Porta del Popolo gli apparve nella sua maestosità. Le colonne dell’antichissima basilica di S. Pietro erano state riutilizzate per sostenere l’entrata dell’antica via Flaminia e Raffaello le attraversò trattenendo il respiro. L’Ospizio della Santissima Trinità, dove era riuscito ad essere assunto come assistente sacrestano grazie al Principe Filippo Albani, era nel cuore del Rione Regola a un passo da Piazza Campo de’Fiori. Al suo interno, la luce filtrava riflessa dalle vetrate nella chiara e tenue tonalità di ocra, che il riverbero degli antichi palazzi e delle arcaiche vestigia rendevano di una particolare calda luminosità. La coinvolgente atmosfera dei vicoli e le frequentazioni dell’Ospedale dei Pellegrini, favorivano l’incontro di personaggi giunti da tutta Europa e Raffaello si sentì sempre più attratto da quegli stranieri, così interessanti per le loro storie, le loro avventure, le loro idee. Volle impararne le lingue e si dette a studiare e a sfruttare tutte le sue conoscenze. Lo spagnolo lo imparò da due preti castigliani che si recavano in chiesa a dire messa per i loro connazionali. Il francese cominciò ad apprenderlo da un Monsignore parigino, che veniva a trovarlo spesso e al quale per ricambiare
preparava appetitose cene. Il passo fu breve e la voglia incalzante. Ma la sua sete non si placava e quando conobbe sir Eyre presso l’English College, ne approfittò subito per gettarsi nell’apprendimento della lingua d’oltremanica.
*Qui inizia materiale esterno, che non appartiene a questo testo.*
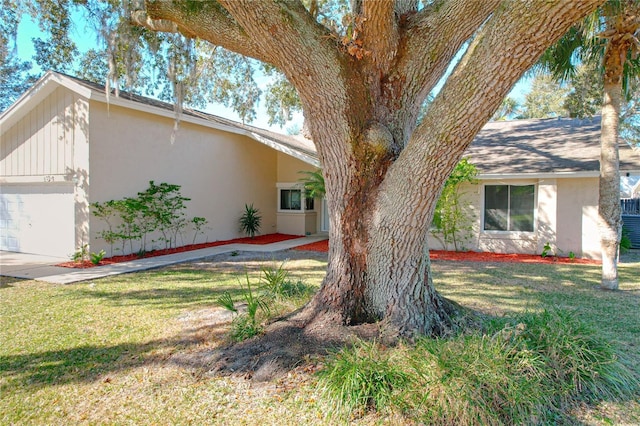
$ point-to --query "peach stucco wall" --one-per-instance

Tuttavia Roma in quegli anni non era solo preti e pellegrini. Molte idee erano ormai filtrate dal resto d’Europa e un certo fermento si avvertiva nelle taverne e nei teatri sparsi per la città. Fu difatti proprio a teatro, una sera che era riuscito a portare a termine molto presto tutte le sue mansioni, che la vide. Se ne stava seduta in disparte, completamente rapita dalla scena che due attori, neanche troppo abili, recitavano per uno sparuto pubblico di una tiepida serata di ottobre. La notò subito per il suo sguardo da sognatrice, la sua carnagione che sembrava così morbida e con piacere, vide che anche lei si era voltata a guardarlo. Un’occhiata intensa, forse sorpresa da quel tipo così singolare, con i capelli rosso fuoco, tutti scarmigliati. Passeggiarono insieme fino a tardi, stuzzicati dall’avvolgente tepore del ponentino che rendeva dolce l’autunno romano. Due sognatori, in fondo, Raffaello e Angela. Si trovarono e decisero che si sarebbero rivisti presto. Le giornate passavano così piacevolmente, tra i pochi doveri, gli incontri con Angela e le lezioni con i numerosi amici forestieri. L’unica piccola scocciatura, l’invidia di qualche pretuncolo, insoddisfatto e represso, ma non vi poneva molta attenzione. Una sera come le altre, Raffaello era intento sui suoi libri, quando forti colpi alla porta lo fecero soprassaltare.